2015-01-23 Thread Shawn Alan via Meteorite-list
Hello Listers 

DID the SAY BEER :)

Enjoy

Shawn Alan
IMCA 1633 
ebay store http://www.ebay.com/sch/imca1633ny/m.html
Website http://meteoritefalls.com 


Meteorite mineral named after beer is time capsule
15:55 22 January 2015 by Catherine Brahic
For similar stories, visit the Solar System and Cosmology Topic Guides


Take a deep breath. Can you taste the flavour of ancient space? Nitrogen
in Earth's atmosphere has been traced back to the spinning disc of dust
and gas that formed our solar system, and may even have yielded ammonia
to fuel organic reactions. This all comes courtesy of a meteorite found
in Antarctica named after a popular brand of beer.

"Our [meteorite] samples were collected in Antarctica in the late
1970s," says Dennis Harries of The Friedrich-Schiller University in
Jena, Germany. "They fell there hundreds or thousands of years ago."
Known as chondritic meteorites, their history goes back some 4.6 billion
years. At that time, our solar system was a vast disc of dust and gas,
called the protoplanetary disc, spinning around the sun.

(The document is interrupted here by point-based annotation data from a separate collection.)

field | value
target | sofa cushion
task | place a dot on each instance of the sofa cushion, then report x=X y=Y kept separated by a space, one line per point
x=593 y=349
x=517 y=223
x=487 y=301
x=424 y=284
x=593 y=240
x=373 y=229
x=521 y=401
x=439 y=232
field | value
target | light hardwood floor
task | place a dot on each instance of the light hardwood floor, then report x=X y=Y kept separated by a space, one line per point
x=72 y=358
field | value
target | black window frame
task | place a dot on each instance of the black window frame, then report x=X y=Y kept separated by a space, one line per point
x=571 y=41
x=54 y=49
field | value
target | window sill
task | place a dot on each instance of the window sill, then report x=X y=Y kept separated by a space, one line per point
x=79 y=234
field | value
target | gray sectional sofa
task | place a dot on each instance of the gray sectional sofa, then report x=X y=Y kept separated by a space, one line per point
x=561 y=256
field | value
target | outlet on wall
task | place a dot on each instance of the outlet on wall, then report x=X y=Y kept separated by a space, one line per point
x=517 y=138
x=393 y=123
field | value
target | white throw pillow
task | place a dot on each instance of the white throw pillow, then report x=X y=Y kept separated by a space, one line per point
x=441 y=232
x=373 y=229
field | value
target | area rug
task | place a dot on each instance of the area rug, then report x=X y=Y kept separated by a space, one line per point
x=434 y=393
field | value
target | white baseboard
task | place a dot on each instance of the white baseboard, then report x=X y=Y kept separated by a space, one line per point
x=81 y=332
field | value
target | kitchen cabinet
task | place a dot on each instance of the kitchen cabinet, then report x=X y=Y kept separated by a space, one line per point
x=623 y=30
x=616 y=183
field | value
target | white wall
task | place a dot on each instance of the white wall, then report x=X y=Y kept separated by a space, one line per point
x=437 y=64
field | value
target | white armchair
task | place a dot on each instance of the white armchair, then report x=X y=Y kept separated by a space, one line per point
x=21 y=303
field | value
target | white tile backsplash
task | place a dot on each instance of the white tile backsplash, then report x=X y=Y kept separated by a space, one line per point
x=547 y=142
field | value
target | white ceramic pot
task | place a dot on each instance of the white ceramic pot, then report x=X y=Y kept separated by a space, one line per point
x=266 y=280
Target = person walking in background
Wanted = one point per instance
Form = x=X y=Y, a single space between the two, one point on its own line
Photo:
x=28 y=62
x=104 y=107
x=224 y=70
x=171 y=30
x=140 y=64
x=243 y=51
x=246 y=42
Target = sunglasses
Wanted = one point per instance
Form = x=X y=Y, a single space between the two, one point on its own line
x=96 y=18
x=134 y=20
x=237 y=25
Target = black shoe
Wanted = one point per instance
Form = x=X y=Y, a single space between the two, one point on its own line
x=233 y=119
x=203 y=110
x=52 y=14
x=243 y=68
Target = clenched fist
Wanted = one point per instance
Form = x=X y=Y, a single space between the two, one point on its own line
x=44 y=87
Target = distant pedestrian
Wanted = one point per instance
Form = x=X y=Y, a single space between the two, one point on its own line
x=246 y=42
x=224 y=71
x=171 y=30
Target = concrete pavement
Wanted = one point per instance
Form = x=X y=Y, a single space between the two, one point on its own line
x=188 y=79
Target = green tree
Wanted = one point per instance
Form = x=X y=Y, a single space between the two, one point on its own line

Harries and his colleagues were studying the make-up of the meteorites
when they found a mineral called carlsbergite, named after the Carlsberg
Foundation, an offshoot of the Danish brewery, which funded previous
work on it.

Carlsbergite is a rare composite of chromium and nitrogen. Because of
the meteorite's age, it acts like a time capsule, telling us about the
form these elements were in while our planet was forming. Looking at the
ratio of nitrogen isotopes in his samples, Harries found that it was
very close to the ratio in the nitrogen that makes up two-thirds of
Earth's atmosphere today. That suggests they have a common origin, and
the nitrogen in our atmosphere came from the protoplanetary disc.

  

From a cold start

As for the formation of the carlsbergite itself, Harries imagines "a
dusty volume of space in which dust grains were freely floating in a
very thin gas – almost a vacuum. These grains may have been covered by
thin shells of ice containing ammonia and other compounds."